For controls that are not instrumented, scripts should fall back to class / label /
path lookup (for wx controls) or ImGui-item lookup (for ImGui controls).
---
## 9. ImGui notes
ImGui is **immediate-mode**: an item is addressable only while it is being drawn in
the current frame. The automation backend records ImGui items each frame, and a
`refresh_ui` is forced before every read or action so that the latest frame's items
are captured.
Consequences and conventions:
- Use [`sync.wait_for`](#syncwait_for) to wait for a transient gizmo or panel item
to appear before acting on it.
- ImGui items are reported with `backend: "imgui"`, a `path` of the form
`ImGui/<window>/<label>`, and that **path doubles as the item's `id`** in v1.
- ImGui items are **flat** — they have no `children` and are listed under their
window.
- Labels may include ImGui `##`-id suffixes (the part after `##` that ImGui uses to
disambiguate identically labeled widgets).
- Raw `ImGui::` gizmos that are *not* routed through the instrumented
`ImGuiWrapper` widgets (for example some Emboss / SVG / Text gizmo controls) are
only covered at the **window level** in v1; their individual sub-items are not
enumerated.
---
## 10. Platform & display caveats
- **Input requires a focused, visible window.** OS-level input injection uses
`wxUIActionSimulator`, which requires a focused, visible window. The click path
raises and focuses the target's top-level window first.
- **Linux CI needs a display.** There must be an X display available; wrap test
runs with `xvfb-run` (for example, `xvfb-run -a python example_slice.py ...`).
- **Input is asynchronous.** Do **not** rely on fixed sleeps. Use
[`sync.wait_for`](#syncwait_for) — for example, wait for `btn_export` to become
`enabled` after slicing completes — rather than sleeping for a guessed duration.

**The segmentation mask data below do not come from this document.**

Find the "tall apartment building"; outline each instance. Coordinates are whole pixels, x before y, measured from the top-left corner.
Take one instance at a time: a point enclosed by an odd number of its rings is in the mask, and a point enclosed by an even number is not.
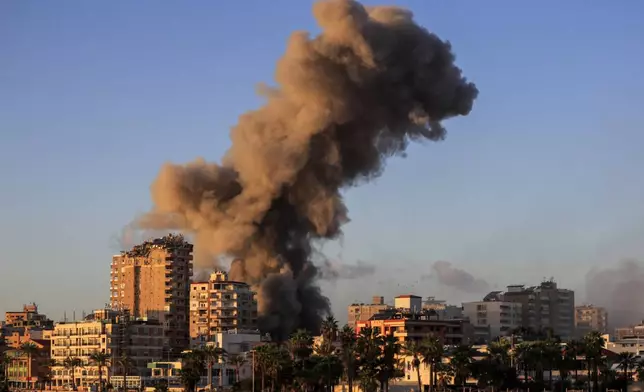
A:
[[[608,333],[608,312],[594,305],[575,307],[575,329],[578,337],[591,331]]]
[[[98,383],[98,366],[89,356],[98,351],[109,354],[111,369],[105,367],[103,375],[123,373],[118,358],[127,355],[134,369],[129,374],[145,376],[147,364],[164,356],[166,338],[164,327],[156,320],[133,320],[124,311],[101,309],[83,321],[56,324],[51,336],[51,359],[58,366],[52,367],[52,381],[56,387],[75,384],[89,387]],[[79,358],[82,367],[72,373],[63,363],[66,358]]]
[[[557,287],[552,279],[539,286],[508,286],[504,302],[521,304],[521,326],[533,331],[550,330],[562,339],[575,334],[575,292]]]
[[[367,321],[373,315],[389,309],[393,307],[385,304],[385,299],[381,296],[374,296],[371,304],[351,304],[347,309],[347,324],[355,330],[358,321]]]
[[[521,303],[493,300],[489,296],[486,299],[463,303],[463,314],[474,327],[487,327],[489,338],[494,339],[521,326]]]
[[[257,330],[257,300],[250,286],[217,271],[207,282],[190,285],[191,346],[201,346],[226,331]]]
[[[165,327],[168,354],[189,346],[192,244],[182,235],[145,241],[112,258],[110,304]]]

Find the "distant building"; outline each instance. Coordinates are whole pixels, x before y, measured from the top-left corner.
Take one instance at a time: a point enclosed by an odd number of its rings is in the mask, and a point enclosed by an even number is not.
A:
[[[468,344],[473,338],[467,320],[440,320],[434,312],[404,313],[396,310],[375,314],[367,321],[356,323],[356,332],[372,328],[382,335],[393,334],[400,342],[420,341],[427,335],[440,339],[444,345]]]
[[[190,340],[200,346],[218,333],[257,330],[257,300],[250,286],[217,271],[190,285]]]
[[[132,319],[126,311],[100,309],[83,321],[58,323],[51,339],[51,358],[58,364],[52,367],[53,385],[60,388],[73,382],[89,388],[97,384],[98,366],[89,359],[94,352],[111,357],[111,369],[105,367],[103,375],[108,370],[111,375],[122,375],[118,358],[127,355],[132,360],[129,374],[146,376],[147,364],[163,359],[166,342],[164,327],[157,320]],[[73,374],[63,365],[68,357],[79,358],[82,363]]]
[[[112,257],[110,304],[135,319],[157,320],[165,327],[168,353],[189,346],[192,244],[169,234],[145,241]]]
[[[637,336],[625,336],[611,339],[609,334],[602,335],[604,338],[604,348],[615,354],[627,352],[635,355],[644,354],[644,338]]]
[[[385,304],[385,300],[381,296],[374,296],[371,304],[351,304],[347,308],[347,324],[355,330],[358,321],[367,321],[373,315],[388,309],[392,309],[392,306]]]
[[[615,338],[617,340],[623,339],[642,339],[644,340],[644,321],[636,325],[631,325],[629,327],[619,327],[615,328]]]
[[[437,300],[435,297],[427,297],[423,302],[423,309],[435,311],[441,320],[457,320],[465,317],[461,306],[447,305],[445,301]]]
[[[608,312],[594,305],[575,307],[575,329],[578,337],[591,331],[608,333]]]
[[[564,340],[574,337],[574,291],[558,288],[557,283],[549,280],[533,287],[508,286],[506,292],[498,295],[503,302],[521,304],[522,327],[551,332]]]
[[[9,348],[20,348],[32,340],[47,340],[54,328],[53,320],[38,313],[34,303],[23,305],[22,311],[6,312],[5,319],[0,335]]]
[[[5,327],[52,329],[53,320],[46,315],[38,313],[35,303],[23,305],[22,311],[5,312]]]
[[[507,336],[521,326],[521,303],[487,299],[463,303],[463,313],[474,327],[487,332],[490,339],[495,339]]]
[[[34,347],[34,353],[27,353],[20,348],[5,352],[8,358],[6,375],[11,388],[44,389],[49,374],[49,340],[29,339],[23,344]]]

- **Single-client / serialized.** v1 handles one request at a time; issue requests
sequentially from a single client.
- **GUI-thread marshaling.** Every backend call is marshaled onto the GUI thread
with a timeout. A wedged or unresponsive GUI returns error `1004`.
---
## 11. Quick start
Using the reference client in `tools/automation/orca_automation.py`:
```python
from orca_automation import OrcaClient
orca = OrcaClient(port=13619)
print(orca.version()) # {'version': '1.0.0', ...}
orca.click({"id": "btn_slice"}) # start slicing the plate
orca.wait_for({"id": "btn_export"}, # wait until slicing finishes
state="enabled", timeout_ms=180000)
png = orca.screenshot_3d(width=1024, height=768) # render the 3D viewport
with open("preview_3d.png", "wb") as f:
f.write(png)
```
For a full, runnable end-to-end example — launching OrcaSlicer with the automation
flags, loading a model, slicing, waiting for completion, and saving both a window
PNG and a 3D PNG — see `tools/automation/example_slice.py`.
---
## 12. Future work
Planned enhancements beyond v1:
- **Authentication token** plus a Preferences toggle to enable/disable the server
from the GUI.
- **WebSocket push events** for real-time UI/state notifications (instead of
polling).
- **Per-item ImGui gizmo instrumentation** so individual gizmo sub-controls (Emboss
/ SVG / Text, etc.) are addressable, not just at the window level.
- **More widget ids** — the process combo, the add/import button, and the
Prepare/Preview tabs once they expose stable windows.
- An **MCP wrapper** to expose the automation surface to model-context tooling.